I want to write a heartfelt note but am not sure how to use my talking words to maximum effect. To communicate these things we call “feelings.”
I’ve been feeling a lot like this lately.
Due to the combining factors of Steph leaving/being sad/Sarah getting mono/Alessa being sick/summer ending/my boss telling me I couldn’t name files “Queen Anne’s Revenge” in SharePoint, I just felt tired. And sick. And alone. And depressed. And very, very, very apathetic. (Wait a second, isn’t this post supposed to be uplifting? Just wait.)
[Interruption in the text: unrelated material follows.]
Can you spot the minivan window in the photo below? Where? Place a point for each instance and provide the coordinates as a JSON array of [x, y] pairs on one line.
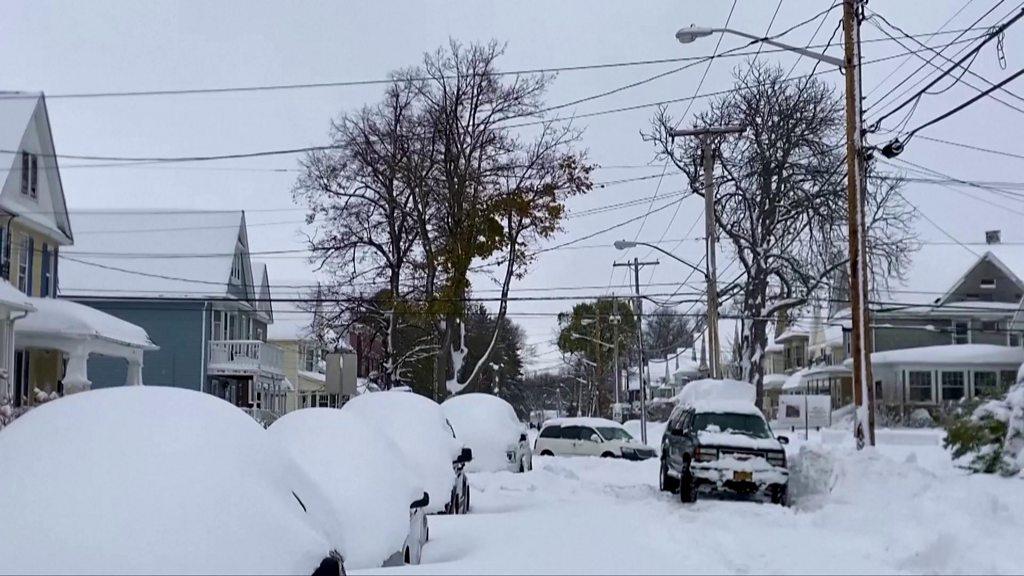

But in the midst of that, I asked you guys for help. And tonight, dish after dish of wonderful food appeared on our table, courtesy of awakeners, to feed our guests. A giant ham. Scalloped potatoes. Caesar salad. Buns. Apple crisp. Ice cream. It was scandalously lavish. Those are the only words I can think to describe it. Awakeners also showed up to visit with our guests. And I just thought to myself, when I was too tired and felt like I just couldn’t keep doing this every week, you guys showed up for me. And I didn’t feel so alone anymore. I felt like you guys were holding us. And I also felt like everything was going to be okay, which, as anyone will tell you, is rare for my personality type. And while I’ll admit that a full stomach often has that effect on my outlook, I think more of it has to do with the community of Awaken. I really wanted to tell you guys how much I appreciate everything you do for the house, and for me. This is the only time you’ll hear me give verbal affirmation for the next five years, so enjoy it while you can.
And the grinch’s heart grew three sizes that day.